On Thu, 2023-01-12 at 08:56 +0800, Huang, Ying wrote:
> "Huang, Kai" <kai.huang@xxxxxxxxx> writes:
> 
> > On Tue, 2023-01-10 at 08:18 -0800, Hansen, Dave wrote:
> > > On 1/10/23 04:09, Huang, Kai wrote:
> > > > On Mon, 2023-01-09 at 08:51 -0800, Dave Hansen wrote:
> > > > > On 1/9/23 03:48, Huang, Kai wrote:
> > > > > > > > > > This can also be enhanced in the future, i.e. by allowing adding non-TDX
> > > > > > > > > > memory to a separate NUMA node.  In this case, the "TDX-capable" nodes
> > > > > > > > > > and the "non-TDX-capable" nodes can co-exist, but the kernel/userspace
> > > > > > > > > > needs to guarantee memory pages for TDX guests are always allocated from
> > > > > > > > > > the "TDX-capable" nodes.
> > > > > > > > 
> > > > > > > > Why does it need to be enhanced?  What's the problem?
> > > > > > 
> > > > > > The problem is after TDX module initialization, no more memory can be hot-added
> > > > > > to the page allocator.
> > > > > > 
> > > > > > Kirill suggested this may not be ideal.
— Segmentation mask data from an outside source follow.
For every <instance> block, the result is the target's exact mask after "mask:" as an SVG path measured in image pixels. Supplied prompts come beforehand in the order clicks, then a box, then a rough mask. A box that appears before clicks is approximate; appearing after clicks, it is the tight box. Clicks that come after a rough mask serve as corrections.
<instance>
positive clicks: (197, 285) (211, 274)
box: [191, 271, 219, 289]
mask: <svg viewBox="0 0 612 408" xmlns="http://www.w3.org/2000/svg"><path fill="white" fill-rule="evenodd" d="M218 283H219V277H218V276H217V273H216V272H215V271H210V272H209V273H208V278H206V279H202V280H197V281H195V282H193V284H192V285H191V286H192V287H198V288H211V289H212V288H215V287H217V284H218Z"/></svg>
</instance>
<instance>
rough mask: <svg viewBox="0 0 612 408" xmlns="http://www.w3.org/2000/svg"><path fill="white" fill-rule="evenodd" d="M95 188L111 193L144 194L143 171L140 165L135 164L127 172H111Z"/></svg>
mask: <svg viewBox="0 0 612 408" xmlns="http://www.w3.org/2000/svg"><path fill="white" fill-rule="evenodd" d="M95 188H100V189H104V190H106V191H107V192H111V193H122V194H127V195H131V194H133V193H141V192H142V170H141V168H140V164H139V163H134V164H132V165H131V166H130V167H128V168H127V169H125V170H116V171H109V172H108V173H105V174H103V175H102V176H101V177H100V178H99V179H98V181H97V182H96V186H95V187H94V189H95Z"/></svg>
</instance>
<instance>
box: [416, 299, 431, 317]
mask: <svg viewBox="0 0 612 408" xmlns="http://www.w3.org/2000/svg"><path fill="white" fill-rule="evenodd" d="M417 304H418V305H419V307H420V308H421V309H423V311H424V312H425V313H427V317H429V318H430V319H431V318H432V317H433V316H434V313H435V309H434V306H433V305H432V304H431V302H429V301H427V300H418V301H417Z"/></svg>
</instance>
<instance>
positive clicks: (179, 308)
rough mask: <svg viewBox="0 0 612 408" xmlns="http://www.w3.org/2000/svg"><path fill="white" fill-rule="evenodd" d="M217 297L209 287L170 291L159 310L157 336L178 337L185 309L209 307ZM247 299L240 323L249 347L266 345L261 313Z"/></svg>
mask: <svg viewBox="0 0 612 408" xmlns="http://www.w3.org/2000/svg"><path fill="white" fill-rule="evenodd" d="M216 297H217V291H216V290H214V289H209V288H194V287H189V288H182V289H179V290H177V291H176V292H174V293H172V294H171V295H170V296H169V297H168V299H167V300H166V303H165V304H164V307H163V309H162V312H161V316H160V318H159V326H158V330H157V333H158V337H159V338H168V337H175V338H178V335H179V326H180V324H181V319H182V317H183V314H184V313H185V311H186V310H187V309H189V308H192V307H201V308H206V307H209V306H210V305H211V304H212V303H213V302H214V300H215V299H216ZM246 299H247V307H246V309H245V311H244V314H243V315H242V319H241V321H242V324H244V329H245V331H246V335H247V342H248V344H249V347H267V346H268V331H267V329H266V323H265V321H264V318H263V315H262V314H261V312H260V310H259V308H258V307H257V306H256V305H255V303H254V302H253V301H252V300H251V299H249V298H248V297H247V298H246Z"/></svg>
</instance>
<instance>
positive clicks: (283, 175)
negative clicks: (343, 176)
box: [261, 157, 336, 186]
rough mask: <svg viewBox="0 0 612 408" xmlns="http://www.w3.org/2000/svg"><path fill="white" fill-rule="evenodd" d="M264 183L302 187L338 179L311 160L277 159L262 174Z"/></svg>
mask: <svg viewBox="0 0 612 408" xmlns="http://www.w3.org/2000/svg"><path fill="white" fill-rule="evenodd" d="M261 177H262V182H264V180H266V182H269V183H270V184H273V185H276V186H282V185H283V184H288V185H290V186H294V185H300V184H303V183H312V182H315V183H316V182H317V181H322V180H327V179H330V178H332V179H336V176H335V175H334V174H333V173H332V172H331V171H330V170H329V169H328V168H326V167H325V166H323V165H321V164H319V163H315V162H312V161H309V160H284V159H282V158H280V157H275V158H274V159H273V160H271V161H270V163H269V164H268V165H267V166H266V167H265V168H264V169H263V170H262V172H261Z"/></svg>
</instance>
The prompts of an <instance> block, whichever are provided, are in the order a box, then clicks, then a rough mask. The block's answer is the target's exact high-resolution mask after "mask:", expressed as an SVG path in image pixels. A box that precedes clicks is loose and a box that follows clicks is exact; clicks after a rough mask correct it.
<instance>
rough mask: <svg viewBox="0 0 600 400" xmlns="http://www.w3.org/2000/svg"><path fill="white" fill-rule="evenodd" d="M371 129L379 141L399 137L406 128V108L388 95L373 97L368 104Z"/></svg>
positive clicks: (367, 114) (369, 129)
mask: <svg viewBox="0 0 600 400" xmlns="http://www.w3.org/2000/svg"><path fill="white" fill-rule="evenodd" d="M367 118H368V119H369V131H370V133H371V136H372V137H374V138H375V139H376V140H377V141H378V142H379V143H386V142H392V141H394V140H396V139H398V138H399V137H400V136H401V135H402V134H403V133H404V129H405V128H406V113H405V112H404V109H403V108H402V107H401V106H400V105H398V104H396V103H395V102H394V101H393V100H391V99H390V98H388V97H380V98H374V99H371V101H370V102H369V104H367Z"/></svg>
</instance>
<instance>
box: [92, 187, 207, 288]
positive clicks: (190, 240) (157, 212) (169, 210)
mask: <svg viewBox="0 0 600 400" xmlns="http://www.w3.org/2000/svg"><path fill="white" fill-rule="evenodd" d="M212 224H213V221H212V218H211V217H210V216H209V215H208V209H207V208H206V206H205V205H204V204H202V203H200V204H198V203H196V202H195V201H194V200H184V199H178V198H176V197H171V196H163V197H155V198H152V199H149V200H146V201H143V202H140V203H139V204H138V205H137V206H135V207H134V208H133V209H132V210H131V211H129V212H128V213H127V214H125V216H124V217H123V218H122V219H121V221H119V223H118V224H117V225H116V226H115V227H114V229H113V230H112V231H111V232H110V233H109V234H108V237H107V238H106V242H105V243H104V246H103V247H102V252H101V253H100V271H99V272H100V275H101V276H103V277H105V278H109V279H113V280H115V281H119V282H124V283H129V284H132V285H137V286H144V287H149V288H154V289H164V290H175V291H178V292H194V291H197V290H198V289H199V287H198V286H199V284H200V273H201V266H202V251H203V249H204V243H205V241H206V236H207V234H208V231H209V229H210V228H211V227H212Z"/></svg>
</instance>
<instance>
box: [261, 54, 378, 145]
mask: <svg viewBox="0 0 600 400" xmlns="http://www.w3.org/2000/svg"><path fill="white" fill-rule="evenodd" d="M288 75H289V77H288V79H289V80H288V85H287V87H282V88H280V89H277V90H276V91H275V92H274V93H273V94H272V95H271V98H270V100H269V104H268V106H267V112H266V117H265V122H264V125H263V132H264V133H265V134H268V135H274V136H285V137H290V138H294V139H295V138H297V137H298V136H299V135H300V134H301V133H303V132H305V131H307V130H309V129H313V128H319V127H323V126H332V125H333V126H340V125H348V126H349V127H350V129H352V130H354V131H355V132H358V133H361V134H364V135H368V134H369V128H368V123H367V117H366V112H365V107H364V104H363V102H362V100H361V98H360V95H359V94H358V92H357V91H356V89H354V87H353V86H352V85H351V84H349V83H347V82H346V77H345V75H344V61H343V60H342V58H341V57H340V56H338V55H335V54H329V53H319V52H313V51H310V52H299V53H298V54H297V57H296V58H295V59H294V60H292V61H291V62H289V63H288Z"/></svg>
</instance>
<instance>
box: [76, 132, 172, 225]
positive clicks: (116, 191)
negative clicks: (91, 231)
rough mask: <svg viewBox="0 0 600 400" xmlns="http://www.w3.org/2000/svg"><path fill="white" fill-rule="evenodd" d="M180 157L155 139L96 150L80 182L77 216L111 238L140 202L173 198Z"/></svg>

With the existing NUMA ABIs we can
> > > > > > actually have both TDX-capable and non-TDX-capable NUMA nodes online. We can
> > > > > > bind TDX workloads to TDX-capable nodes while other non-TDX workloads can
> > > > > > utilize all memory.
> > > > > > 
> > > > > > But probably it is not necessarily to call out in the changelog?
> > > > > 
> > > > > Let's say that we add this TDX-compatible-node ABI in the future.  What
> > > > > will old code do that doesn't know about this ABI?
> > > > 
> > > > Right.  The old app will break w/o knowing the new ABI.  One resolution, I
> > > > think, is we don't introduce new userspace ABI, but hide "TDX-capable" and "non-
> > > > TDX-capable" nodes in the kernel, and let kernel to enforce always allocating
> > > > TDX guest memory from those "TDX-capable" nodes.
> > > 
> > > That doesn't actually hide all of the behavior from users.  Let's say
> > > they do:
> > > 
> > >       numactl --membind=6 qemu-kvm ...
> > > 
> > > In other words, take all of this guest's memory and put it on node 6.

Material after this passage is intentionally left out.